Bipartisan legislative efforts, such as the HELP Copays Act, are aiming to address this gap by requiring financial assistance to count towards deductibles and out-of-pocket costs for federally regulated plans, including many employer-sponsored health benefits. However, this bill has yet to gain significant traction in Congress.

The Consumer’s Predicament: Trapped in the Middle
For consumers like Larry Gruber, the current regulatory environment leaves them vulnerable. Gruber’s confusion was compounded when his Oscar Health patient portal initially appeared to be counting his coupon card towards his out-of-pocket maximum. He even believed he had met his maximum by February and that Oscar was covering his medication costs in March. However, when he attempted to refill his prescription in April, the pharmacy informed him that Oscar would only cover a fraction of the cost, leaving him responsible for the remaining $6,700. This was followed by a letter from Oscar Health stating that an "incorrect amount" had been applied to his deductible, a correction that effectively reversed the previous coverage.

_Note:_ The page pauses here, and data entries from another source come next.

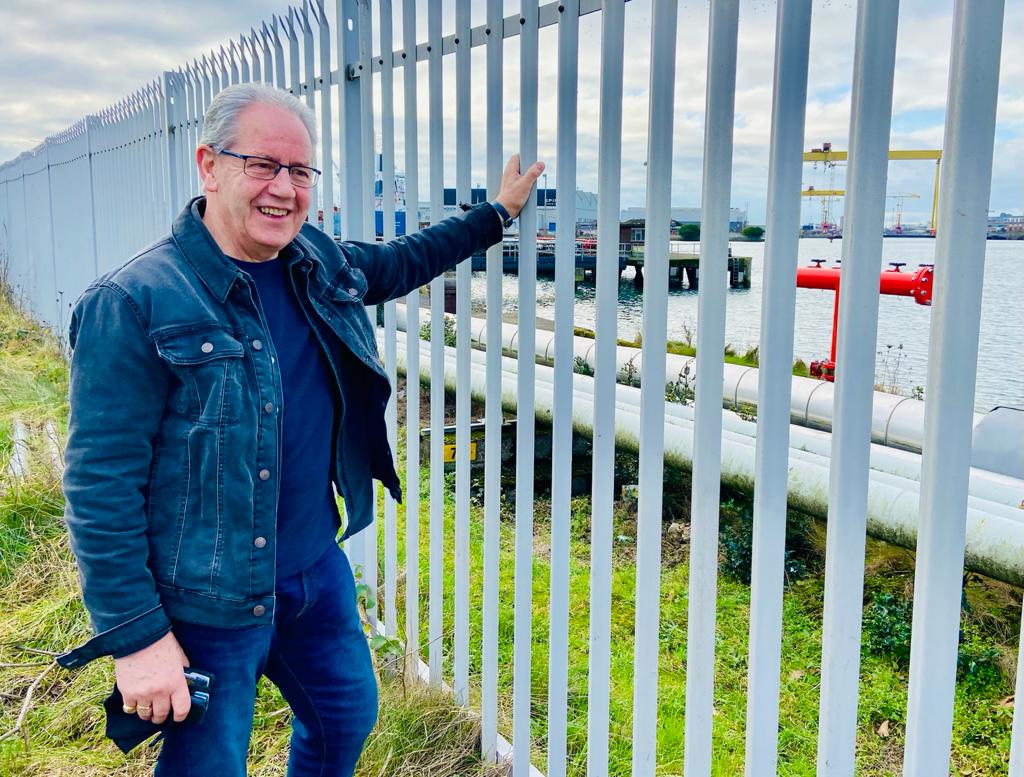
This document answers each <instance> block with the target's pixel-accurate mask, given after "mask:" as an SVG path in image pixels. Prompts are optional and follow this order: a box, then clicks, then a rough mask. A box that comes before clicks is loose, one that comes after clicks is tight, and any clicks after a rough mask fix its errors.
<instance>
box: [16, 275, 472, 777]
mask: <svg viewBox="0 0 1024 777" xmlns="http://www.w3.org/2000/svg"><path fill="white" fill-rule="evenodd" d="M67 382H68V375H67V366H66V362H65V360H63V357H62V354H61V353H60V349H59V348H58V347H57V346H56V343H55V341H54V340H53V339H52V338H51V337H50V336H49V335H48V334H47V333H46V332H45V331H43V330H41V329H39V328H38V327H35V326H34V325H32V323H31V322H29V321H28V320H27V319H26V318H25V317H24V316H23V315H22V314H20V313H19V312H18V310H17V309H16V308H15V307H14V306H13V305H12V303H11V300H10V298H9V297H8V296H6V295H5V294H3V290H2V287H0V468H3V469H2V470H0V737H4V735H5V734H7V733H8V732H11V731H15V723H16V721H17V719H18V716H19V714H20V711H22V708H23V704H24V702H25V700H26V698H27V694H28V691H29V689H30V687H31V686H32V685H33V683H34V682H36V681H37V680H38V679H39V678H40V676H42V679H41V680H40V682H39V685H38V687H37V688H36V690H35V693H34V695H33V696H32V699H31V703H30V705H29V707H28V713H27V715H26V718H25V722H24V728H23V729H22V730H16V731H15V734H16V735H15V736H13V737H9V738H6V739H4V740H3V741H0V775H3V777H111V776H112V775H115V776H117V777H141V776H142V775H148V774H152V773H153V766H154V763H155V758H156V748H154V747H139V748H136V750H135V751H134V752H133V753H131V754H130V756H128V757H125V756H123V754H122V753H121V752H120V750H118V749H117V748H116V747H115V746H114V744H113V743H111V742H110V741H109V740H106V739H104V738H103V736H102V730H103V720H102V708H101V701H102V699H103V697H104V696H105V695H106V694H108V693H109V692H110V689H111V687H112V685H113V683H114V666H113V662H112V661H110V660H109V659H103V660H98V661H94V662H92V663H91V664H89V665H88V666H86V667H85V668H84V670H81V671H79V672H66V671H65V670H61V668H58V667H55V666H53V664H52V662H51V660H50V657H49V655H45V654H42V653H38V652H33V651H35V650H41V651H48V652H51V653H52V652H62V651H63V650H67V649H69V648H71V647H73V646H75V645H77V644H80V643H81V642H84V641H85V640H86V639H87V638H88V637H89V635H90V630H89V625H88V618H87V615H86V612H85V610H84V608H83V606H82V604H81V599H80V589H79V584H78V577H77V574H76V569H75V563H74V559H73V557H72V554H71V550H70V545H69V541H68V536H67V533H66V532H65V530H63V526H62V523H61V520H60V516H61V513H62V510H63V500H62V497H61V493H60V487H59V482H58V480H57V477H56V475H55V474H54V473H53V472H52V471H51V470H50V469H49V468H48V467H47V466H46V460H47V451H46V440H45V438H44V436H43V434H42V425H43V424H44V423H45V422H46V421H54V422H55V423H56V425H57V427H58V428H61V429H62V428H65V426H66V424H67V403H66V400H65V397H66V395H67ZM15 417H16V418H18V419H20V420H22V421H24V422H26V423H27V424H28V426H29V428H30V433H31V440H30V442H31V454H32V462H31V463H32V465H33V466H32V469H31V472H32V473H34V474H32V475H31V476H30V478H29V479H28V480H25V481H19V482H16V483H15V482H13V481H12V479H11V478H10V477H9V474H8V473H7V471H6V469H5V468H4V465H5V463H6V456H9V444H10V443H9V440H10V428H11V424H10V422H11V421H12V420H13V418H15ZM44 672H45V675H43V673H44ZM23 732H24V737H23ZM289 735H290V714H289V711H288V707H287V705H286V703H285V701H284V700H283V698H282V697H281V694H280V693H279V692H278V690H276V689H275V688H274V687H273V686H272V685H271V684H270V683H268V682H266V681H265V680H264V681H262V682H261V685H260V689H259V695H258V698H257V703H256V715H255V721H254V728H253V736H252V741H251V746H250V760H249V774H251V775H284V774H285V770H286V764H287V759H288V738H289ZM478 740H479V721H478V720H477V718H476V717H475V716H473V715H472V714H469V713H466V711H464V710H461V709H459V708H458V707H456V705H455V704H454V702H453V700H452V699H451V697H449V696H447V695H445V694H442V693H440V692H438V691H435V690H432V689H429V688H425V687H423V686H419V685H413V684H409V685H407V684H404V683H402V682H401V681H400V679H388V678H386V677H381V684H380V717H379V720H378V724H377V728H376V729H375V731H374V734H373V735H372V736H371V738H370V739H369V741H368V742H367V746H366V749H365V750H364V754H362V758H361V760H360V762H359V767H358V769H357V771H356V774H357V775H359V776H360V777H392V776H393V775H399V776H400V777H420V776H421V775H470V774H472V775H479V774H482V773H483V771H482V768H481V766H480V763H479V758H478V757H477V748H478Z"/></svg>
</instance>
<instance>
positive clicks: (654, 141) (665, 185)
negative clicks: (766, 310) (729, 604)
mask: <svg viewBox="0 0 1024 777" xmlns="http://www.w3.org/2000/svg"><path fill="white" fill-rule="evenodd" d="M676 14H677V2H676V0H655V1H654V4H653V8H652V12H651V31H650V36H651V55H650V103H649V104H650V107H649V119H648V130H647V198H646V202H647V220H646V222H645V227H646V230H647V231H646V234H647V235H648V236H647V240H646V246H645V247H644V268H645V269H647V270H648V274H647V278H646V280H645V284H644V299H643V354H644V356H645V357H646V358H644V359H643V360H642V362H641V374H640V439H641V440H642V442H641V445H640V472H639V489H640V493H639V503H638V505H637V561H636V592H637V593H636V629H635V634H636V638H635V639H636V643H635V649H634V655H633V666H634V668H633V775H634V777H639V776H640V775H647V776H650V777H652V776H653V774H654V767H655V764H656V752H657V648H658V623H659V614H660V612H659V610H660V581H662V504H663V493H662V489H663V483H664V475H665V372H666V364H665V355H664V354H665V350H666V341H667V339H668V322H669V239H668V235H669V233H670V231H671V227H672V222H671V209H670V204H671V202H672V128H673V117H674V115H675V104H674V103H675V89H676ZM706 203H707V200H706ZM726 207H727V208H728V201H726ZM726 215H728V210H726ZM701 221H702V223H707V221H706V220H705V219H701ZM725 226H726V228H728V218H726V222H725ZM723 277H724V275H723ZM720 404H721V403H720Z"/></svg>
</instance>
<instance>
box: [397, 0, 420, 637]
mask: <svg viewBox="0 0 1024 777" xmlns="http://www.w3.org/2000/svg"><path fill="white" fill-rule="evenodd" d="M401 28H402V29H401V39H402V44H401V45H402V54H401V57H402V59H403V60H404V64H403V67H402V79H403V88H402V91H403V95H402V99H403V102H404V122H406V132H404V145H406V152H404V156H406V234H412V233H413V232H415V231H416V230H417V229H418V228H419V225H420V217H419V200H420V169H419V166H420V161H419V153H418V149H419V142H420V140H419V128H418V127H417V111H416V91H417V90H416V0H404V2H403V4H402V12H401ZM406 349H407V353H406V363H407V365H408V366H407V369H406V494H407V497H406V500H407V502H406V505H407V507H406V651H407V652H409V653H411V654H413V655H414V656H419V652H420V290H419V289H416V290H415V291H413V292H411V293H410V294H408V295H407V296H406Z"/></svg>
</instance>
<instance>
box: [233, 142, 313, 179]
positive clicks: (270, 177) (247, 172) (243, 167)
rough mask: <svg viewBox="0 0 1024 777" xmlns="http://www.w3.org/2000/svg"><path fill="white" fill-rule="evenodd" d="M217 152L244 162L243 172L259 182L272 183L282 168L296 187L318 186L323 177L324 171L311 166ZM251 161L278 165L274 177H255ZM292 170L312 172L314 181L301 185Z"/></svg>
mask: <svg viewBox="0 0 1024 777" xmlns="http://www.w3.org/2000/svg"><path fill="white" fill-rule="evenodd" d="M215 150H216V152H217V154H224V155H226V156H228V157H234V158H236V159H240V160H242V172H244V173H245V174H246V175H248V176H249V177H250V178H256V179H257V180H261V181H272V180H273V179H274V178H276V177H278V175H279V174H280V173H281V170H282V168H284V169H285V170H287V171H288V180H290V181H291V182H292V183H293V184H294V185H296V186H299V187H300V188H312V187H313V186H315V185H316V182H317V181H318V180H319V177H321V175H323V171H321V170H317V169H316V168H315V167H310V166H309V165H286V164H284V163H281V162H278V160H272V159H267V158H266V157H259V156H257V155H254V154H237V153H236V152H229V150H227V149H226V148H218V149H215ZM251 159H254V160H259V161H260V162H268V163H270V164H271V165H276V168H275V169H274V171H273V175H271V176H269V177H263V176H261V175H253V174H252V173H251V172H250V171H249V160H251ZM292 170H311V171H312V172H313V178H312V181H311V182H309V183H300V182H299V181H297V180H295V178H294V177H293V176H292Z"/></svg>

"They sent me a letter that basically stated they made a mistake," Gruber recounted, expressing his disbelief. "The fact that they’re allowed to sort of change things midstream is also, I think, a little galling." Faced with this sudden financial burden, Gruber resorted to rationing his injections, taking them every other week instead of weekly, and by May, he was forced to dip into his savings to afford his medication.
Broader Implications and Future Outlook
The widespread adoption of copay accumulator programs raises significant questions about the balance of power between insurers, pharmaceutical manufacturers, and patients. Insurers argue that drugmakers use copay assistance as a tactic to justify exorbitant drug prices and encourage the use of expensive brand-name drugs over potentially more affordable generics. Pharmaceutical companies, conversely, contend that this assistance is vital for patient access and that insurers are exploiting loopholes to increase their profits at the expense of patient well-being.

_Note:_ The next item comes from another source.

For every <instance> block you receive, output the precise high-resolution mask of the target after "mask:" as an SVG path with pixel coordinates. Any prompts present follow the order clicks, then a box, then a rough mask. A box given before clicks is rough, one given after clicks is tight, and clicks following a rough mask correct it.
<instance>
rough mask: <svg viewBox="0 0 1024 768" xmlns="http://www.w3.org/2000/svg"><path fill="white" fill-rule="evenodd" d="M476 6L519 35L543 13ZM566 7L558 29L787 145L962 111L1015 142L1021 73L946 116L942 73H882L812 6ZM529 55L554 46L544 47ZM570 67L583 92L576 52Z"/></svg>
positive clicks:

Patient advocates, such as Rachel Klein, deputy executive director for The AIDS Institute, argue that insurers possess ample tools to manage costs without resorting to copay accumulators. These tools include negotiating drug formularies, determining medical necessity, and requiring patients to try lower-cost alternatives first. "They are the ones making the decisions," Klein asserted. "Now the individual is left trying to figure out how they’re going to pay for it."

For patients like Larry Gruber, the lack of robust federal oversight and the complexities of insurance plans create a precarious situation. Experts advise consumers to meticulously research their health insurance options, carefully review plan documents, and proactively contact their insurance providers or state insurance regulators to inquire about the use of copay accumulator programs before enrollment.
Gruber’s experience serves as a potent reminder of the real-world consequences of these financial strategies. The extra expense has forced him to forgo a vacation this year and jeopardized his savings for a home. The constant worry about affording his essential medication is a daily burden, and he fears that a recurrence of this situation year after year could prove financially devastating. The struggle of individuals like Larry Gruber underscores the urgent need for greater transparency and more comprehensive regulatory action to ensure that financial assistance intended to help patients ultimately reaches those who need it most.